Country Capitalism: How Corporations from the American South Remade Our Economy and the Planet (Hardcover)
“Commerce changes entirely the fate and genius of nations…she first opens and polishes the mind, then corrupts and enervates both that and the body.” - Thomas Gray
As a woman originally from the American South, I found "Country Capitalism" particularly poignant. Bart Elmore's illuminating analysis helped me understand the economic, environmental, and social forces which have shaped my own family's history and, more broadly, the history of the region. I was particularly struck by his examination of the ways in which rural elites maintain their power via economic coercion, political influence, and cultural hegemony, at the expense of sustainable, community-centric approaches.
Elmore dissects the body of behavior exhibited by rural elites, tracing the development of a unique form of capitalism, which he calls "country capitalism.” Essentially, it is based on a complex network of relationships among family members, business associates, and political allies (think the “good old boy” network). Drawing on archival research and oral history interviews, Elmore demonstrates how this system helped sustain the South's economic and social hierarchies, even as it contributed to the region's underdevelopment and marginalization within the broader American economy.
And what are the results of such a system? Elmore manifestly proclaims that, as we increasingly desire convenience over principle, the environmental costs mount. The once-regional impact of such behavior now has globally destructive ecological consequences.
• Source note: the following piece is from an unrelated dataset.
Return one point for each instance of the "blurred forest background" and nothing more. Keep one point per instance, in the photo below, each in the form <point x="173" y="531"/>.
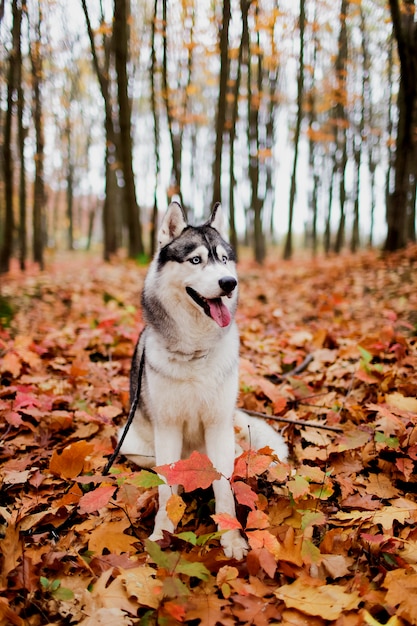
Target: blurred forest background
<point x="298" y="115"/>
An eye-opening read that should cause every thinking person to reconsider their own involvement and complicity in structures whose aim is profit and convenience over substance and sustainability.— Cali
At the root, Elmore reveals a fundamental challenge: Our lives are built around businesses that connect far-flung rural places to urban centers and global destinations. This "country capitalism" that proved successful in the US South has made it possible to satisfy our demands at the click of a button, but each click comes with hidden environmental costs. This book is a must-read for anyone who hopes to create an ecologically sustainable future economy.